Guan Guilin landed in Paris last Thursday, before making himself known to immigration guards as an asylum-seeker, but his application was subsequently refused.
Guan was denied permission to clear immigration, and is currently being held in an immigration detention center at Charles De Gaulle airport pending his appeal to an immigration court.
“The border police have detained me at a refugee camp within the airport,” Guan told RFA on Tuesday. “They haven’t interviewed me, but they asked me to sign a number of documents.”
“I’m not very optimistic, but I think that the French authorities should grant me political asylum, because my refugee status has been approved by the United Nations High Commission for Refugees (UNHCR),” he said.
“France is a country that recognizes refugees, so they aren’t likely to repatriate me, or they shouldn’t,” Guan added.
Guan, who hails from the central province of Hunan, fled China in February, arriving in Thailand, where he was given papers by UNHCR identifying him as a refugee on the grounds that he will be persecuted if he returns to his own country.

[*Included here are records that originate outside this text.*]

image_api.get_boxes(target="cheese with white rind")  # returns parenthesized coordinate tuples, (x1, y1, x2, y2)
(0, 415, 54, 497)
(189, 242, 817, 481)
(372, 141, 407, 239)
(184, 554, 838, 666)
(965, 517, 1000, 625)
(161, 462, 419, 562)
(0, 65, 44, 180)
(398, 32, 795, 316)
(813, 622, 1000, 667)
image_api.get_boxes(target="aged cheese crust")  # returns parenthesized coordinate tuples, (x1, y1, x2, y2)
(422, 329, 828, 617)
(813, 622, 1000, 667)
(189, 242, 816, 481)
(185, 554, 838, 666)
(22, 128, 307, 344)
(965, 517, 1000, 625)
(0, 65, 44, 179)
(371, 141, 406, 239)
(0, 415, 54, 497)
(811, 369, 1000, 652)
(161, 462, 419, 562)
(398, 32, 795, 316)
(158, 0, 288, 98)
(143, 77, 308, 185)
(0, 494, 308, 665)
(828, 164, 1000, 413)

He later traveled to Malaysia and on to Morocco.
Guan was among dozens of activists across China in recent years to risk the wrath of the ruling Chinese Communist Party by exercising their legal right to stand as independent candidates in elections to local-level branches of the National People’s Congress (NPC), in spite of official warnings that there is “no such thing” as an independent candidate.
Activists tried to use a clause in the election rules which allows anyone with the endorsement of at least 10 constituents to seek nomination.

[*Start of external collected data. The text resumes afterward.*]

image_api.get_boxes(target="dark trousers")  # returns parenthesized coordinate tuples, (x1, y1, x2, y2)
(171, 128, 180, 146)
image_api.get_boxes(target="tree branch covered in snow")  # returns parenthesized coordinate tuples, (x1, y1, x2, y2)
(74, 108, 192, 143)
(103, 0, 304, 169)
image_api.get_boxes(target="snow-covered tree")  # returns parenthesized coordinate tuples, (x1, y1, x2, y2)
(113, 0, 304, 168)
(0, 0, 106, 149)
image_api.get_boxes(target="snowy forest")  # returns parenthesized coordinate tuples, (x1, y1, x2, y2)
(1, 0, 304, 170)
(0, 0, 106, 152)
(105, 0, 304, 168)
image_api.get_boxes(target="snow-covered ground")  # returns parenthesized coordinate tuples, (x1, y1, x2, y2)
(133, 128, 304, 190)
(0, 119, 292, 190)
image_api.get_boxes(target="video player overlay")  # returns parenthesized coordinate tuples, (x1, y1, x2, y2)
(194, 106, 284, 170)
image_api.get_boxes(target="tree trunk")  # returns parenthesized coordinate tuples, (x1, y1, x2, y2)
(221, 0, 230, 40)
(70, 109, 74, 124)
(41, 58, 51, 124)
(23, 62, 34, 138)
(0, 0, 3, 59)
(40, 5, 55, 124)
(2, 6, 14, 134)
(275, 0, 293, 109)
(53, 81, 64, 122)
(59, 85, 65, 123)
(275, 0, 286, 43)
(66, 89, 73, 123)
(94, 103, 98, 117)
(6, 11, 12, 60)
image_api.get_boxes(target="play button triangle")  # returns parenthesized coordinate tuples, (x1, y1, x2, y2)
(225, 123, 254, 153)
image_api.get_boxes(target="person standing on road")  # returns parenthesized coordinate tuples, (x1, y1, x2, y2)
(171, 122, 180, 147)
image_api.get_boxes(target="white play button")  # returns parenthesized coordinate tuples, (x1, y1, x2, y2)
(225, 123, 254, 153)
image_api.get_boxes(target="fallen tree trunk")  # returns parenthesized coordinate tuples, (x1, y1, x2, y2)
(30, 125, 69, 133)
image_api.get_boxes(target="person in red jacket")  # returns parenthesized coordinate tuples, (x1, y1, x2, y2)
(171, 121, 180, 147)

A land of no genuine elections
But apart from a token group of ersatz “democratic parties” that never oppose or criticize the ruling party, opposition political parties are banned in China, and those who set up in opposition to the ruling party are frequently handed lengthy jail terms or targeted for house arrest, surveillance, or other forms of harassment.

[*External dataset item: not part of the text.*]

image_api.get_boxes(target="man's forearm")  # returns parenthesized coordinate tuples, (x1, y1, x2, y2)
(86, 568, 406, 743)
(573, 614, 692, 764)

“In the second half of 2017, I started to offer my support to someone in Hunan’s Qidong county over a miscarriage of justice, and in doing so, I angered the county party secretary,” Guan told RFA.
“Then, last February, the Chinese government started a persecution campaign targeting people for ‘jeopardizing grassroots elections’ and requiring them to turn themselves in by March 1. Anyone who didn’t surrender would face serious consequences,” he said.
“Jeopardizing grassroots elections” is a common charge used to target would-be candidates, who often command considerable popular support because of their willingness to campaign over land rights and other issues affecting local people.
Guan was able to flee the country with the help of rights groups, including the Canada-based Federation for a Democratic China, he said.
The group’s vice chairman Zhang Jian said Guan had likely run into difficulties owing to a failure to prepare enough evidence to support his case.
“He needs to be able to prove all of the persecution he suffered back home in China, and that means he needs to have documentation,” Zhang said. “He hadn’t prepared anything of the kind.”
“I will do everything I can [to support him], but this wasn’t up to me,” he said. “He contacted us very suddenly without any previous preparation or previous contact with our staff.”
Guan was sentenced to three months’ imprisonment after campaigning in 2011 elections for his local district-level People’s Congress.
Undeterred, he once more campaigned to be allowed to run as an independent candidate in 2015, but was held under criminal detention shortly before the election date, and was prevented from taking part.